Neurosurgeon rules out concussion for Flynn
Daniel Flynn, the young New Zealand batsman whose left front tooth was knocked out by a James Anderson bouncer yesterday, was not able to bat again in his side's first innings but has been cleared of concussion by a neurosurgeon.
Anderson's vicious bouncer reared up into Flynn's grill during the first day's play at Old Trafford, removing his tooth and forcing his retirement. The blow also cracked one of his lower teeth which was removed by dentists yesterday evening, and Flynn was said to have suffered a groggy and sleepness night of nausea and vomiting.
"Right from the start he wanted to go back out. It's the nature of the bloke, he's a very keen competitor and tough as old boots," Lindsay Crocker, the New Zealand manager, said. "He's been quite nauseous and I think he's been vomiting, so in those circumstances we don't want him to go out there."
There had been rumours Flynn would continue his innings after lunch, but the nausea persisted into the afternoon, prompting a second visit to the hospital. "The plan changed a bit. We were hopeful [he would bat] and were waiting for his nausea to die down.
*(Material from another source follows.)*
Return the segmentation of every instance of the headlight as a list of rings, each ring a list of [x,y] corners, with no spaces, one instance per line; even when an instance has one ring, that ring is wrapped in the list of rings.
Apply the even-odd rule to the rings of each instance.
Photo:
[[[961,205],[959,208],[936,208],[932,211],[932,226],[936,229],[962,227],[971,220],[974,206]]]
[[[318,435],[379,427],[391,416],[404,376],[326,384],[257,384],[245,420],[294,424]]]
But as he was getting himself ready to bat he started to feel nauseous again and after lunch we cancelled the plan for him to bat."
A second visit to the hospital to see a neurosurgeon ruled out concussion, but despite the positive prognosis, Crocker added that it was too early to confirm whether Flynn would play any further part in the game. New Zealand's 12th man, Jeetan Patel, deputised for him on the field this afternoon.
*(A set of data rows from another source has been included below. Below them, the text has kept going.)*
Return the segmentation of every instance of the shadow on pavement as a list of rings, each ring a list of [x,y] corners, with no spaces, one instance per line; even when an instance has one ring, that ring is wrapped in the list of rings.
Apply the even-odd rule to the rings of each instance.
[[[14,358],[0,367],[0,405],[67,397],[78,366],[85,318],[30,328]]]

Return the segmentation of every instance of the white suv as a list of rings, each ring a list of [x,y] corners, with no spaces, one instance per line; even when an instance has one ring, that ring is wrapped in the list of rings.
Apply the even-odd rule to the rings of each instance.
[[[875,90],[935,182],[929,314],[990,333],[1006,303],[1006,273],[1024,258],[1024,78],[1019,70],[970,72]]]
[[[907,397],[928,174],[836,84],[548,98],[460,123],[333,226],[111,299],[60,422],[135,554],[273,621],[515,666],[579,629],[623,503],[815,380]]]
"He's back at the hotel and won't field," John Durning, a spokesman for the team, told reporters after Saturday's play. "Before he comes back he'll have to some gym work just to see how pressure affects him. If he's not right he won't bat. There's not any reason to suggest he won't be able to bat. But we thought we had him [ready] right before lunch but then he got a bit queasy."
"He's had a scan and that was all-clear and that's the main thing, so he's got no damage."
Anderson, Flynn's tormentor, remained relatively unsympathetic towards the batsman. "It's just one of those things," he said after the first day's play. "I'm trying to get him out and I want to make it as uncomfortable for him as possible. I've hit people on the head before but never had teeth to show for it."